The US pop art pioneer Robert Rauschenberg has died at the age of 82, his gallery said today.

Rauschenberg - described as a "titan" of American art by the New York Times - died on Tuesday, Jennifer Joy, of the Pace Wildenstein gallery, in New York, said. He had been ill for some time.

The artist was born in Port Arthur, Texas, in 1925, and spearheaded a style called the Combines in the 1950s.

The style incorporated aspects of painting and sculpture, and Rauschenberg eventually moved on to include objects such as a stuffed eagle or goat and street signs. He became one of the most influential artists reacting against abstract expressionism.

In the 1960s, he responded to the work of his pop art contemporaries - including Andy Warhol - by incorporating up to the minute photographed images in his works, including pictures of John F Kennedy.
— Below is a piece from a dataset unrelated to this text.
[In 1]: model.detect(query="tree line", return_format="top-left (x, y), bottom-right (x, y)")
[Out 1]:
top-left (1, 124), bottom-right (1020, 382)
Rauschenberg began silk-screen painting and embarked on a period of more collaborative projects including performance art, choreography, set design and art and technology combinations.

Among his most famous works was Bed, created after he woke up in the mood to paint but had no money for a canvas. His solution was to take the quilt off his bed and use paint, toothpaste and fingernail polish.

In 1970, he established a permanent studio on Captiva island, off Florida's Gulf coast, where he made his home.

He demonstrated the diversity of his work when he won a Grammy Award in 1984 for best album package for the Talking Heads album Speaking in Tongues.

"I'm curious," he said in 1997, in one of the few interviews he granted in his later years. "It's very rewarding. I'm still discovering things every day."

Rauschenberg's more than 50 years in art produced a varied and prolific collection that that filled both Manhattan locations of the Solomon R Guggenheim Museum during a 1998 retrospective.

The Time magazine art critic, Robert Hughes, called Rauschenberg "a protean genius who showed America that all of life could be open to art ... he had a bigness of soul and a richness of temperament that recalled Walt Whitman".